Gray gives a single exasperated snort. “I’m not giving you one—though you certainly deserve it. You asked me for an alternative strategy and I’m offering one, so if I were you I’d listen carefully.”

Nick nods. The back of his neck tingles. “Go on.”

Gray begins to speak in a practised monotone that tells Nick he’s made this speech many times before. “Tell her you love her. Boost her confidence. Encourage her to go back to the law. Make sure she follows through. Support her pursuit of outside interests—and I don’t just mean the gym. Take her away on holiday. Entertain the kids when she’s busy. Take a break from your Saturday morning cycling races and actually spend time with your family. Offer to paint her toenails—whatever it takes. Just make sure that when you finally drop the bomb, she can no longer reasonably accuse you of being a bad husband. Not only will this weaken her case financially, but she’ll feel subconsciously indebted. The settlement will be tipped in your favour.
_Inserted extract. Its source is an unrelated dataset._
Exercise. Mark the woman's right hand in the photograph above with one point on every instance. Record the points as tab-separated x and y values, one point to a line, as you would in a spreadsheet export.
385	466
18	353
I’ve seen it many, many times.”

“What sort of a time frame are we talking about here? I want to get on with my life.”

“I’ve never seen it work in less than six months.”

Nick leans back, raking his nails through his hair, and exhales. April seems like a lifetime away.

“The main thing is to keep up the act until you see tangible results,” Gray explains. “I’m happy to check in every couple of weeks or so to monitor the situation.”

Nick rubs his face. “But Maya’s a family lawyer. Hasn’t she seen this trick before? And even if she does buy it, won’t she feel like the rug’s been pulled out from under her when I
do
deliver the bad news?”

A look of satisfaction crosses Gray’s face. Nick sees that this is the side of his job he loves most: the military strategy of the human heart.

“You see, that’s just where you’re wrong, my friend. Believe it or not, most people are genetically predisposed to believe good news even when it’s patently ludicrous. Even if they are trained—as in the case of your wife—to sniff out a rat when others can’t. It’s called the confirmation bias, and it’s what keeps us getting out of bed in the morning in spite of climate change, collapsing economies and the fact that the party’s over once the crude oil’s gone. Maya may question Nick 2.0 a little at first, but if you’re persistent, she’ll quickly become accustomed to her new and improved husband. More crucially, when you finally
do
announce that you want out—for reasons of self-actualization, in the most non-acrimonious way possible—her reserves of anger and resentment, which I suspect runneth over at the moment, will be sufficiently depleted to allow a
much
more civilized dissolution of the marriage—that is, one in which she does not end up taking you to the cleaners. You’ll still need to do some divvying up, of course, but the final
amount will be significantly reduced. Who knows? You might even be able to settle out of court. Especially if you’re successful in encouraging her to go back to work.”